The talk went about as well as it could have. A colleague who attended afterward said, “I thought I was going to cry.” The Better Half did her publicist routine, so the text of the speech made the rounds.
And then there was the other guy. An older gentleman, presumably a member of the Richmond Association, a club for the city’s Phi Beta Kappas, buttonholed me after most of the crowd had scattered. He was vaguely, maybe begrudgingly complimentary, but he had a critique: my failure to place reading of the Bible at the core of my characterization of the liberal arts. I told him that the Core syllabus included Genesis and one of the gospels and that the university offers courses in religious studies. I also mentioned that many students come from other religious traditions. He wasn’t having it. To him, a curriculum eschewing scriptural indoctrination is defective. As he turned to leave, he said, “Be sure to get the Bible into your next talk.” Between partisans of neoliberalism and those who envision the university as a Christian madrasa, higher education faces formidable challenges, to say nothing of the peculiar convergence of these groups politically, especially under the Trump regime.

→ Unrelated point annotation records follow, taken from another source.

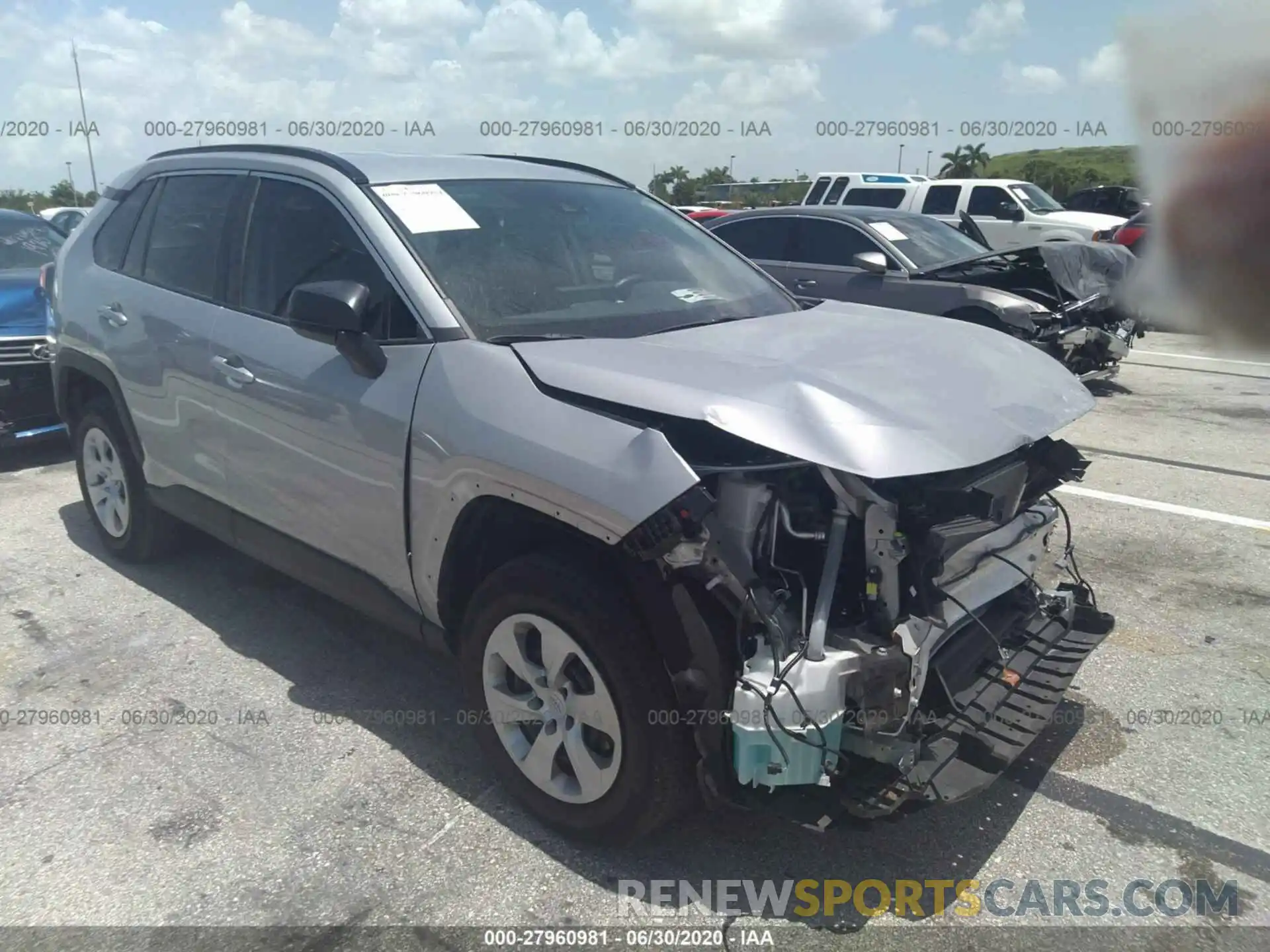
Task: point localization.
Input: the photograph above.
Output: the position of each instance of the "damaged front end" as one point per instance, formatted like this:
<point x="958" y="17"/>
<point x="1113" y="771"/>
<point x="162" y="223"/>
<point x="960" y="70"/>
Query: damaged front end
<point x="867" y="643"/>
<point x="1083" y="320"/>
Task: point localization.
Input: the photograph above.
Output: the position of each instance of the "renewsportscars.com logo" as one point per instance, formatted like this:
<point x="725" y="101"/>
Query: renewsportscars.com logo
<point x="922" y="898"/>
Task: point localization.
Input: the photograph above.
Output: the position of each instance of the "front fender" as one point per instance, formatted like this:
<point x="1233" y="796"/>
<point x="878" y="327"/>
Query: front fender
<point x="1009" y="309"/>
<point x="482" y="427"/>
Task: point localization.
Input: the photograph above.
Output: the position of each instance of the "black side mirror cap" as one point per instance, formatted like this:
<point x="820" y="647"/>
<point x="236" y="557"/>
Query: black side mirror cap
<point x="328" y="307"/>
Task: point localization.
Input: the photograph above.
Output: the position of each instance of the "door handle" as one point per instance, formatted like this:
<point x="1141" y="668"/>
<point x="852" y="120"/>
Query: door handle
<point x="233" y="370"/>
<point x="112" y="315"/>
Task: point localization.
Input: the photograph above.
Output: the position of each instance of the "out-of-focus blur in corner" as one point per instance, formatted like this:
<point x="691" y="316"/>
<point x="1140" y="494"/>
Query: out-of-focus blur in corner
<point x="1206" y="70"/>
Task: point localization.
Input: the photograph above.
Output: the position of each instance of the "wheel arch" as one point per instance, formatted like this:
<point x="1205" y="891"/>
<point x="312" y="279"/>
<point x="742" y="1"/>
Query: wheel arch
<point x="78" y="379"/>
<point x="492" y="531"/>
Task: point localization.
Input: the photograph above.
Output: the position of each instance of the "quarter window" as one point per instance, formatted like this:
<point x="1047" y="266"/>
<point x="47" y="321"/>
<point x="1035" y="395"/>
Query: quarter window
<point x="840" y="186"/>
<point x="296" y="237"/>
<point x="817" y="192"/>
<point x="941" y="200"/>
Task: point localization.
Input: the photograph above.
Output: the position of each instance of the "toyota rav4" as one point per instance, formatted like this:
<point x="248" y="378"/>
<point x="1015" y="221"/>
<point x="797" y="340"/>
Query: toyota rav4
<point x="687" y="537"/>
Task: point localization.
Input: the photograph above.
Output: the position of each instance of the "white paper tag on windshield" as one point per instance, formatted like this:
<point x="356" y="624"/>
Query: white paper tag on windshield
<point x="691" y="296"/>
<point x="425" y="208"/>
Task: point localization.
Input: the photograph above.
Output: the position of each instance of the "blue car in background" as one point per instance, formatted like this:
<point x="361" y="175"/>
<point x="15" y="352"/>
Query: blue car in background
<point x="28" y="248"/>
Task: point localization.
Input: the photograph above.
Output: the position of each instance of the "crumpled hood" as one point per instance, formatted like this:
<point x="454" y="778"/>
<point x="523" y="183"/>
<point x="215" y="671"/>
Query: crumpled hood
<point x="868" y="390"/>
<point x="1086" y="220"/>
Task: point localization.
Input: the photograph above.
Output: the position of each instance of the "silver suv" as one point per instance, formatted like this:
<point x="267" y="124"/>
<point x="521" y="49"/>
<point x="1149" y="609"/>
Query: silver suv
<point x="687" y="535"/>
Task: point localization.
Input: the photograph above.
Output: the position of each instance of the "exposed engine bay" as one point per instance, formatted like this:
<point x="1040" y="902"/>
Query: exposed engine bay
<point x="1086" y="321"/>
<point x="882" y="640"/>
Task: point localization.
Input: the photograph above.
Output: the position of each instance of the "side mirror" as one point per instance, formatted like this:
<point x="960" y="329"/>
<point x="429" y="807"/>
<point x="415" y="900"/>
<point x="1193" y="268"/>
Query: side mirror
<point x="327" y="307"/>
<point x="333" y="311"/>
<point x="1009" y="211"/>
<point x="872" y="262"/>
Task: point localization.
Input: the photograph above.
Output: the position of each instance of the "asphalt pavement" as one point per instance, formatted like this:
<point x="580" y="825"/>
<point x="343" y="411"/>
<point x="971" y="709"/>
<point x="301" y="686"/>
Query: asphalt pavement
<point x="215" y="779"/>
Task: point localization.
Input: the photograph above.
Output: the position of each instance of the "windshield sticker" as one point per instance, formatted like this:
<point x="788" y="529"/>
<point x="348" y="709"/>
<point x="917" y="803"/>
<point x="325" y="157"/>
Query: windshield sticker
<point x="426" y="208"/>
<point x="889" y="231"/>
<point x="691" y="296"/>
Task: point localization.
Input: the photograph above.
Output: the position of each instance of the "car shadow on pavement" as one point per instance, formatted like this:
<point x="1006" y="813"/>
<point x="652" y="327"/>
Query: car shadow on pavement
<point x="339" y="662"/>
<point x="46" y="452"/>
<point x="1108" y="387"/>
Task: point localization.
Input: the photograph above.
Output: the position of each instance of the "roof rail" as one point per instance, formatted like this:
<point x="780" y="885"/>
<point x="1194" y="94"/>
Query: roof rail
<point x="314" y="155"/>
<point x="562" y="164"/>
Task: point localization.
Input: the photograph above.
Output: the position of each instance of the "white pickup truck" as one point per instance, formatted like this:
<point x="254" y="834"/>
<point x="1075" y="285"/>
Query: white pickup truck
<point x="1010" y="214"/>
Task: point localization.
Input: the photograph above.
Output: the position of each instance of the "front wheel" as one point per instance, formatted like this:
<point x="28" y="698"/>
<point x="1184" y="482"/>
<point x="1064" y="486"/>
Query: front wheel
<point x="572" y="703"/>
<point x="114" y="489"/>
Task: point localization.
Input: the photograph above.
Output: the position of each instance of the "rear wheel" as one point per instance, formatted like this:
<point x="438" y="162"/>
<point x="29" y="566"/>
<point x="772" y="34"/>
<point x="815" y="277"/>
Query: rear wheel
<point x="114" y="489"/>
<point x="572" y="702"/>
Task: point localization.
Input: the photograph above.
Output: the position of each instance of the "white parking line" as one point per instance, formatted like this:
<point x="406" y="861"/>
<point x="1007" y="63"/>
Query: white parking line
<point x="1197" y="357"/>
<point x="1166" y="507"/>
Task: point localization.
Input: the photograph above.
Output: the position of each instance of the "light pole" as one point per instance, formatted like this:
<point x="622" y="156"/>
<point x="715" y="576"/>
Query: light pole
<point x="88" y="140"/>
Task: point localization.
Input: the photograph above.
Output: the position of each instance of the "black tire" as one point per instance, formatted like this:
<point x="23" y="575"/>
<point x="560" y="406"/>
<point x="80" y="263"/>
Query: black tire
<point x="150" y="532"/>
<point x="656" y="779"/>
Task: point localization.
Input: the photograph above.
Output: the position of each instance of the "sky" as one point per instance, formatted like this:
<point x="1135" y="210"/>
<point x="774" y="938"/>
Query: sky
<point x="789" y="73"/>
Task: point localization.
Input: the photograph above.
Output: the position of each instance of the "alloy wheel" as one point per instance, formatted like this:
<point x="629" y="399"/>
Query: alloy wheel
<point x="552" y="710"/>
<point x="107" y="485"/>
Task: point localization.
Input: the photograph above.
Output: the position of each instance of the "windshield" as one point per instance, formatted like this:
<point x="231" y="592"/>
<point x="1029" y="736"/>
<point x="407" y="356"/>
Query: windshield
<point x="27" y="243"/>
<point x="538" y="257"/>
<point x="1035" y="198"/>
<point x="923" y="240"/>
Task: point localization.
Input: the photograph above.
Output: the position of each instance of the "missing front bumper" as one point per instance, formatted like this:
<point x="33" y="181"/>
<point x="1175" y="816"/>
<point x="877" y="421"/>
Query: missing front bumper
<point x="996" y="714"/>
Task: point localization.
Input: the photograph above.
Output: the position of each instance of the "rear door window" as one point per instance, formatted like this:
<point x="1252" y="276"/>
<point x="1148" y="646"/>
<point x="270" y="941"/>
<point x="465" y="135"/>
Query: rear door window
<point x="111" y="243"/>
<point x="760" y="239"/>
<point x="876" y="197"/>
<point x="941" y="200"/>
<point x="987" y="200"/>
<point x="1080" y="202"/>
<point x="185" y="244"/>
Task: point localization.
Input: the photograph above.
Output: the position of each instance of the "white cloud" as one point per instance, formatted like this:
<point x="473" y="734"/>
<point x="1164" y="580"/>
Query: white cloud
<point x="992" y="24"/>
<point x="752" y="28"/>
<point x="1105" y="66"/>
<point x="931" y="34"/>
<point x="1032" y="79"/>
<point x="417" y="17"/>
<point x="747" y="93"/>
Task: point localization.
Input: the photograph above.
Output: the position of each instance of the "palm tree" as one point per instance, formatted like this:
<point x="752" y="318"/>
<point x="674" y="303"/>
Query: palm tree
<point x="964" y="163"/>
<point x="955" y="165"/>
<point x="978" y="159"/>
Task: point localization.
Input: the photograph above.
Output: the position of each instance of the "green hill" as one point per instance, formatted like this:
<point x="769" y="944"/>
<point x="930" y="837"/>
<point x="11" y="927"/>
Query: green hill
<point x="1064" y="171"/>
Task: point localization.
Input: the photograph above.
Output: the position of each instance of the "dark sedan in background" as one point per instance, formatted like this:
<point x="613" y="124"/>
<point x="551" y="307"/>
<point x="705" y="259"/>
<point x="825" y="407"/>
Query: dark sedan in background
<point x="1130" y="235"/>
<point x="28" y="247"/>
<point x="1057" y="296"/>
<point x="1123" y="201"/>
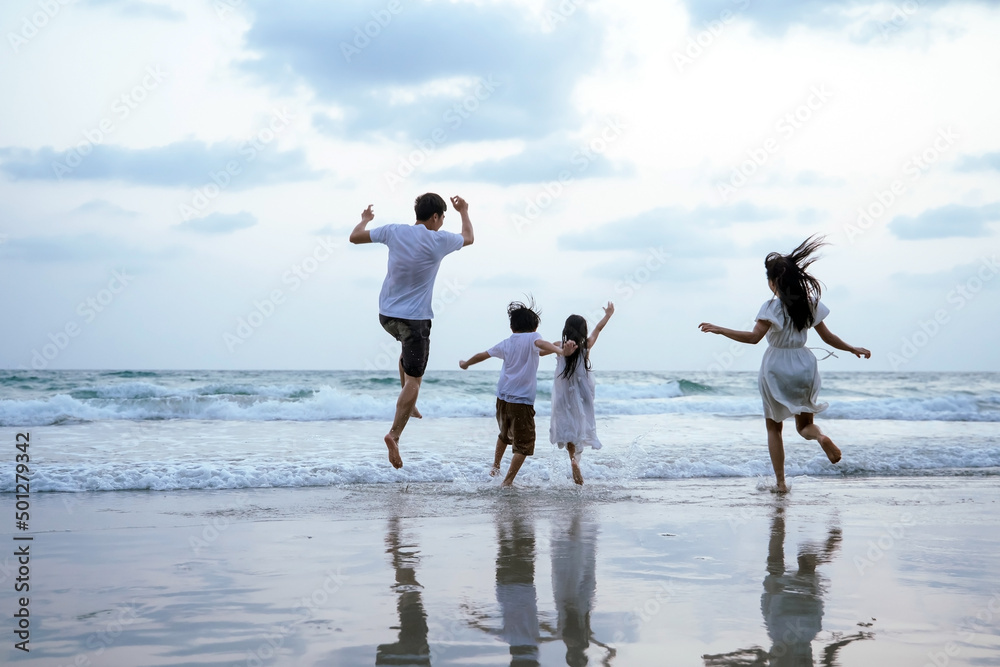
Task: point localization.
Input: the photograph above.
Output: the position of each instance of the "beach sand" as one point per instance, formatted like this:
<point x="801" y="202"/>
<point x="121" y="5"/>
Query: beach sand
<point x="889" y="571"/>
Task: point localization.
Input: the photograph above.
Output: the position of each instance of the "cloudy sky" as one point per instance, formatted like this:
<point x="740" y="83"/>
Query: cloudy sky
<point x="178" y="179"/>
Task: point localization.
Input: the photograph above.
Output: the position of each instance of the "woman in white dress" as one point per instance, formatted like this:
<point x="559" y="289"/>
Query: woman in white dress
<point x="573" y="424"/>
<point x="789" y="378"/>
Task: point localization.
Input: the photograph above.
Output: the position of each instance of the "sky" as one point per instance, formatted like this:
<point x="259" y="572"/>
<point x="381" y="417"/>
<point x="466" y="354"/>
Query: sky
<point x="178" y="179"/>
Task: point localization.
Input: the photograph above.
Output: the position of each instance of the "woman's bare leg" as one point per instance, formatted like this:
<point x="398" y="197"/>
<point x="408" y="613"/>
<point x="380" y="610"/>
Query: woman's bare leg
<point x="808" y="430"/>
<point x="776" y="448"/>
<point x="577" y="476"/>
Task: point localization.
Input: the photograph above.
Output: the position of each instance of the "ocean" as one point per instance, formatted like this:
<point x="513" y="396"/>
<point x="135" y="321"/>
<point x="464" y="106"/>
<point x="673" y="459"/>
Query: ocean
<point x="171" y="430"/>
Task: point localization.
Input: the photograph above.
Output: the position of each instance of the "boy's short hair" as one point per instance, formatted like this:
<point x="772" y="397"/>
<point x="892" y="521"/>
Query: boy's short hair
<point x="428" y="204"/>
<point x="524" y="318"/>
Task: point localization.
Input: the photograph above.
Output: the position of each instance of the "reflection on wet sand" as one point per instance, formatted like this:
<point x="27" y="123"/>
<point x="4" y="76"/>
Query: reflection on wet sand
<point x="792" y="606"/>
<point x="574" y="582"/>
<point x="411" y="646"/>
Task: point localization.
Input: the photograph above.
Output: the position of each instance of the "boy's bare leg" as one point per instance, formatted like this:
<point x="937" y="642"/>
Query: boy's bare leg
<point x="498" y="457"/>
<point x="404" y="406"/>
<point x="402" y="383"/>
<point x="577" y="477"/>
<point x="777" y="450"/>
<point x="808" y="430"/>
<point x="515" y="465"/>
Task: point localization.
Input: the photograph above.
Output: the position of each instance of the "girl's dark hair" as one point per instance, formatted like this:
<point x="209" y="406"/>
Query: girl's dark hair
<point x="575" y="330"/>
<point x="798" y="291"/>
<point x="428" y="204"/>
<point x="524" y="318"/>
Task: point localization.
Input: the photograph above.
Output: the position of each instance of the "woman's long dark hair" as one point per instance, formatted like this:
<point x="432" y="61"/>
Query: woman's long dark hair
<point x="575" y="330"/>
<point x="798" y="291"/>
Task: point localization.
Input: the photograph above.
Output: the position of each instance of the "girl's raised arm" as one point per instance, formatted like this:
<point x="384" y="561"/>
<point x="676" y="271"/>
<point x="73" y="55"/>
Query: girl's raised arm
<point x="833" y="340"/>
<point x="609" y="310"/>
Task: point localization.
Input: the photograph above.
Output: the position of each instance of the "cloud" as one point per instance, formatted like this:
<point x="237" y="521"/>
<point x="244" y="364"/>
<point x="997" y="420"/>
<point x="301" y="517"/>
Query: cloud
<point x="681" y="231"/>
<point x="105" y="208"/>
<point x="134" y="9"/>
<point x="219" y="223"/>
<point x="982" y="162"/>
<point x="473" y="70"/>
<point x="180" y="164"/>
<point x="551" y="159"/>
<point x="78" y="248"/>
<point x="946" y="222"/>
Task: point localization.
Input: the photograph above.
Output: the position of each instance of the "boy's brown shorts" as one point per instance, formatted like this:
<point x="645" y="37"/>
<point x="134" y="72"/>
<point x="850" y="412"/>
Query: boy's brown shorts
<point x="517" y="426"/>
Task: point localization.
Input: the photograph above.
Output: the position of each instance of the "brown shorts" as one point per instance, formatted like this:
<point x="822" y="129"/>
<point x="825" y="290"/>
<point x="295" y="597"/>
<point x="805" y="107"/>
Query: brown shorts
<point x="415" y="335"/>
<point x="517" y="426"/>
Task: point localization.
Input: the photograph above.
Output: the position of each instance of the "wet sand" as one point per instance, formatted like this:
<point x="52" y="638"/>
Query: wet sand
<point x="887" y="571"/>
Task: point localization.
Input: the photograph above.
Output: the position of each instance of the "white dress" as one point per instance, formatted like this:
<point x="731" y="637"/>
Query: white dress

And then there’s the damage in public perception that higher education inflicts on itself. The following year I was on the dais as a passive spectator of the Phi Beta Kappa induction. The speaker was a high university administrator. His address was problematic. He essentially blew a clarion call for the inductees to take up the rhetorical weapons given them by the liberal arts and with them smite the head of every conservative they encounter. The gentleman seemed not to realize that he wasn’t at a political rally, that no assumptions should be made about any student’s political leanings, or that many students had invited their parents because Phi Beta Kappa remains a signal honor and a source of parental pride. The induction is a happy event, a celebration, and no one should leave it with a bad taste in their mouth. I have no qualms – obviously – with using education to support one’s values and to persuade others but it’s nonsense like this that feeds the charge of universities as left-wing indoctrination camps. The man’s deficit in self-awareness was breathtaking.
I attended another Phi Beta Kappa banquet a few years later because several of my former students from the Core course were inductees. The address fell to another university administrator. The speech struck me as an act of industrial-grade projection. Its gist: The world is pain, Pain, PAIN with the odd soupçon of despair and your liberal arts education may help to understand and cope with PAIN, PAIN, PAIN, DESPAIR. It fell well short of celebratory. To borrow Bush the Younger’s reaction upon hearing The Prevaricator in Chief’s inaugural address: “That was some weird shit.” Other attendees confirmed my impression. The address also underscored the perceived strangeness of academics. Had I been a parent, I too might have wondered about the use of my money.